B)   either increase or decrease.

C)   decrease.

 

Q27. All else equal, an increase in a company’s growth rate will most likely cause its P/E ratio to:

A)   increase.

B)   decrease.

C)   either increase or decrease.

 

Q28. According to the earnings multiplier model, all else equal, as the dividend payout ratio on a stock increases, the:

A)   P/E ratio will decrease.

B)   P/E ratio will increase.

C)   required return on the stock will decrease.

 

[2009] Session 14 - Reading 56: An Introduction to Security Valuation- LOS d~

 

Q25. All else equal, if a firm’s return on equity (ROE) increases, the stock’s value as estimated by the constant growth dividend discount model (DDM) will most likely: fficeffice" />

A)   not change.

B)   decrease.

C)   increase.

Correct answer is C)        

Increase in ROE: ROE is a component of g. As g increases, the spread between ke and g, or the P/E denominator, will decrease, and the P/E ratio will increase.

 

Q26. Assume a company's ROE is 14% and the required return on equity is 13%. All else remaining equal, if there is a decrease in a firm’s retention rate, a stock’s value as estimated by the constant growth dividend discount model (DDM) will most likely:

A)   increase.

B)   either increase or decrease.

C)   decrease.

Correct answer is C)        

Increase in dividend payout/reduction in earnings retention.

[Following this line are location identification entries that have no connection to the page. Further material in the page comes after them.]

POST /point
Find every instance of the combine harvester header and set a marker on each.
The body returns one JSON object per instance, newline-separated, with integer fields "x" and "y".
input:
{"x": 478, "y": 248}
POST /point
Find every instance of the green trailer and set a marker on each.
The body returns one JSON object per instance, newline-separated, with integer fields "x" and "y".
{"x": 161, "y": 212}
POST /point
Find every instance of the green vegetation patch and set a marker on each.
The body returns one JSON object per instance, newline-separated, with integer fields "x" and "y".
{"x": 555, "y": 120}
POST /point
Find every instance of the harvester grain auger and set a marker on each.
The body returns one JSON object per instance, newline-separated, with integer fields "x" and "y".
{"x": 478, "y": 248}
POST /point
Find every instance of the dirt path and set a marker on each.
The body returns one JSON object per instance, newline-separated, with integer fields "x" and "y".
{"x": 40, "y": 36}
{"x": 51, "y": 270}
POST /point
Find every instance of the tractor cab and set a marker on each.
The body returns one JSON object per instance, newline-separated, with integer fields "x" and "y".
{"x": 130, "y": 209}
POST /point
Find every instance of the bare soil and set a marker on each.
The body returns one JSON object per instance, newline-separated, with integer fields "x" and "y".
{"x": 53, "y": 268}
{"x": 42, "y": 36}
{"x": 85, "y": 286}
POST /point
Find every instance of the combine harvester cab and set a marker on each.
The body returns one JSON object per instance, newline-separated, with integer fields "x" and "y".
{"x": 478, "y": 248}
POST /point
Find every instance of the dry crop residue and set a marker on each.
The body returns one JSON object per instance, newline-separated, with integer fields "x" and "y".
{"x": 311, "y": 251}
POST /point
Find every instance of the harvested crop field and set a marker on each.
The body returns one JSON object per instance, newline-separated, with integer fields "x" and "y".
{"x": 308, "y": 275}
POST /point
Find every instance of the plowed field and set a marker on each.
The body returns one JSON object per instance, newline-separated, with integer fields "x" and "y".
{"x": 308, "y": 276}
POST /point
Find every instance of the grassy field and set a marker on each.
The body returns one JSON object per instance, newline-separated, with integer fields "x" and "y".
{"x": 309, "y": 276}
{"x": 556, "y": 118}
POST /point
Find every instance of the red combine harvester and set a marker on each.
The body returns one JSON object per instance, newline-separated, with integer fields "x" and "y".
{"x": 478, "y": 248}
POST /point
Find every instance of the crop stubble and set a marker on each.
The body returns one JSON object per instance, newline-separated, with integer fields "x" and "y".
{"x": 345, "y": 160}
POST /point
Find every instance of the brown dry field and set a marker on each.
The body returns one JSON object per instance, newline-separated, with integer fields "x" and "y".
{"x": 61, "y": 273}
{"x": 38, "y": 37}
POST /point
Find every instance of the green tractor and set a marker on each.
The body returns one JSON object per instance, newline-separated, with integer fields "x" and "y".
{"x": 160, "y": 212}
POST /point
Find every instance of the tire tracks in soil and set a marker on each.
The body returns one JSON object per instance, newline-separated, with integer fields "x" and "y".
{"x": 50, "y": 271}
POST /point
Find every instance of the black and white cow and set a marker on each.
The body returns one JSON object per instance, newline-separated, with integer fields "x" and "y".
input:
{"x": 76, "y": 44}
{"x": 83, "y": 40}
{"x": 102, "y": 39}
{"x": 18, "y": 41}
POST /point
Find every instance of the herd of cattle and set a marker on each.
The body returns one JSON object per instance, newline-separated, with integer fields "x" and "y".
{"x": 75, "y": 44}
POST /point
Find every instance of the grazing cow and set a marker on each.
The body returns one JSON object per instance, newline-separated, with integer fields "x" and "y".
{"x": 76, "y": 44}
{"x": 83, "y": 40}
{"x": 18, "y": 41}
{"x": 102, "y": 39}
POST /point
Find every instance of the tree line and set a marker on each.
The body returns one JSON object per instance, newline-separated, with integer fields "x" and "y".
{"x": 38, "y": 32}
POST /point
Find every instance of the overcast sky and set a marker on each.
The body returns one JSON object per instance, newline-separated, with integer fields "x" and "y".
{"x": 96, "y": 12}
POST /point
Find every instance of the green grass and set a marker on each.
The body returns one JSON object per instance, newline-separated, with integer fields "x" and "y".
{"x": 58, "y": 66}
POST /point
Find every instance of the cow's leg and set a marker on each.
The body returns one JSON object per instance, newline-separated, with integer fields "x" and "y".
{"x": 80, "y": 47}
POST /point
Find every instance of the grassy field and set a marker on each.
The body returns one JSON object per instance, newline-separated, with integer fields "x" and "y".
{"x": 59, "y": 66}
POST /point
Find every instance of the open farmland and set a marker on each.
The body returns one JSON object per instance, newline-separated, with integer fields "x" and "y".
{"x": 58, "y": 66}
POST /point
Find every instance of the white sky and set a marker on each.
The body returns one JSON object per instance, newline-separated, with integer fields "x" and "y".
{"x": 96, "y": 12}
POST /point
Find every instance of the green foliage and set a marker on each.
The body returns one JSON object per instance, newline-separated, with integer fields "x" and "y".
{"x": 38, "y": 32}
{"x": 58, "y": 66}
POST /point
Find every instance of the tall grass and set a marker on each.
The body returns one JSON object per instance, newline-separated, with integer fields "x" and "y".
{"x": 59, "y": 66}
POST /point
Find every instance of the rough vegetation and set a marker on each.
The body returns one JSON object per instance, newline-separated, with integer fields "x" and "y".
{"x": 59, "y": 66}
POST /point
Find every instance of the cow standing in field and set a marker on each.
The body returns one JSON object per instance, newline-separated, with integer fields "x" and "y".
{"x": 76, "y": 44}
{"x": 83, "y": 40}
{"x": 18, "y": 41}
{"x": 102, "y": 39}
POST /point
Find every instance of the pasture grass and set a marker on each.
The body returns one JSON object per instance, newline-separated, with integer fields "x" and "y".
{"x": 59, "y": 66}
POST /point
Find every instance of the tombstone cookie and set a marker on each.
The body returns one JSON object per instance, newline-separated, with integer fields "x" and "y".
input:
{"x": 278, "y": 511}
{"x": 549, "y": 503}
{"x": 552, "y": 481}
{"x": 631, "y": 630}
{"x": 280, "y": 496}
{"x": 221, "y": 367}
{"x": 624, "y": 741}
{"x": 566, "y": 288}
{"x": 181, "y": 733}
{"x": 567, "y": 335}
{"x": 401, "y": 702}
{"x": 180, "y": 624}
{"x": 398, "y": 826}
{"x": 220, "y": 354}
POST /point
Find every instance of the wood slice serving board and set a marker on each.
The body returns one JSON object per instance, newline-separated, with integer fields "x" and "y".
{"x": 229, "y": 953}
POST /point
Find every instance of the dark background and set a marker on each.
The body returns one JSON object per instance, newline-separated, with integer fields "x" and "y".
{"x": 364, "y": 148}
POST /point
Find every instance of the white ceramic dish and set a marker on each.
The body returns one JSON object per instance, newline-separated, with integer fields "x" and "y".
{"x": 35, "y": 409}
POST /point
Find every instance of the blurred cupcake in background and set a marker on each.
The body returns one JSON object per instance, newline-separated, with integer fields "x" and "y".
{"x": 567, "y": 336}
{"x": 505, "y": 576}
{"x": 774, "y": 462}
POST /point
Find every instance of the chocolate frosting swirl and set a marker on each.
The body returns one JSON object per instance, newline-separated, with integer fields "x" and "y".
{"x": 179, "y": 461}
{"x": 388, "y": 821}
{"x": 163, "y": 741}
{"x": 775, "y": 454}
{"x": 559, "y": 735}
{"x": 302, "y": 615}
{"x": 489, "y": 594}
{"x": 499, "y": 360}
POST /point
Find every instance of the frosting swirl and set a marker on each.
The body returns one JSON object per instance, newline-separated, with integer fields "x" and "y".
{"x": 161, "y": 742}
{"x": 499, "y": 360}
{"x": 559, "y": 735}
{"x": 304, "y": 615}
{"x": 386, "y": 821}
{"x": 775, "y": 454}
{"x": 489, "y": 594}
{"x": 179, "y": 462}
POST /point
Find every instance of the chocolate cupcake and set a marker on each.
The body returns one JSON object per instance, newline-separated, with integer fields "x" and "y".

In this case, reduction in earnings retention will likely lower the P/E ratio. The logic is as follows: Because earnings retention impacts both the numerator (dividend payout) and denominator (g) of the P/E ratio, the impact of a change in earnings retention depends upon the relationship of ke and ROE. If the company is earning a higher rate on new projects than the rate required by the market (ROE > ke), investors will likely prefer that the company retain more earnings. Since an increase in the dividend payout would decrease earnings retention, the P/E ratio would fall, as investors will value the company lower if it retains a lower percentage of earnings.

 

Q27. All else equal, an increase in a company’s growth rate will most likely cause its P/E ratio to:

A)   increase.

B)   decrease.

C)   either increase or decrease.

Correct answer is A)

Increase in g: As g increases, the spread between ke and g, or the P/E denominator, will decrease, and the P/E ratio will increase.

 

Q28. According to the earnings multiplier model, all else equal, as the dividend payout ratio on a stock increases, the:

A)   P/E ratio will decrease.

B)   P/E ratio will increase.

C)   required return on the stock will decrease.

Correct answer is B)

According to the earnings multiplier model, the P/E ratio is equal to P0/E1 = (D1/E1)/(ke - g). As D1/E1 increases, P0/E1 will increase, all else equal.